Many rRNA molecules function as ribozymes (enzymes made of RNA molecules).
rRNA helps catalyze the formation of peptide bonds and is important in splicing out its own introns within the nucleus.

A codon is a three-letter unit that is translated into an amino acid.
Genetic code tables help determine the amino acid translated from each mRNA codon.
Each codon consists of three bases, resulting in 64 possible codons.
Codons are written in the 5' to 3' direction.
The code is unambiguous: each codon specifies only one amino acid.
61 codons code for amino acids; 3 codons encode for termination of translation.
The genetic code is universal across species.
During translation, the mRNA codon is recognized by a complementary anticodon on tRNA.
The anticodon sequence allows tRNA to pair with the codon in mRNA in an antiparallel orientation.
For example, the aminoacyl-tRNA Ile (isoleucine) has an anticodon sequence 5'-GAU-3', pairing with the isoleucine codon 5'-AUC-3'.
Every preprocessed eukaryotic protein starts with methionine, and the codon for methionine (AUG) is the start codon.
Three codons (UGA, UAA, and UAG) encode for termination of protein translation; no charged tRNA molecules recognize these codons.

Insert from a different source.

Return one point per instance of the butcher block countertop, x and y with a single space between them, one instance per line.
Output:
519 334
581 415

The genetic code is degenerate because more than one codon can specify a single amino acid.
All amino acids except methionine and tryptophan are encoded by multiple codons.
For amino acids with multiple codons, the first two bases are usually the same, and the third base varies.
The variable third base in the codon is called the wobble position.
Wobble protects against mutations in the codon region of DNA.
Mutations in the wobble position are often silent or degenerate, with no effect on amino acid expression.
For example, glycine requires only the first two nucleotides of the codon to be GG; the third nucleotide can be A, C, G, or U without changing the amino acid.

A point mutation occurs when one nucleotide in a codon is changed.
Expressed point mutations can affect the primary amino acid sequence of the protein.
Expressed point mutations are categorized as:
- Missense mutation: where one amino acid substitutes for another.
- Nonsense mutation: where the codon encodes for a premature stop codon (truncation mutation).

The three nucleotides of a codon are referred to as the reading frame.
A frameshift mutation occurs when nucleotides are added to or deleted from the mRNA sequence.
Insertion or deletion of nucleotides shifts the reading frame, resulting in changes in the amino acid sequence or premature truncation of the protein.
The effects of frameshift mutations are typically more serious than point mutations, depending on where the mutation occurs within the DNA sequence.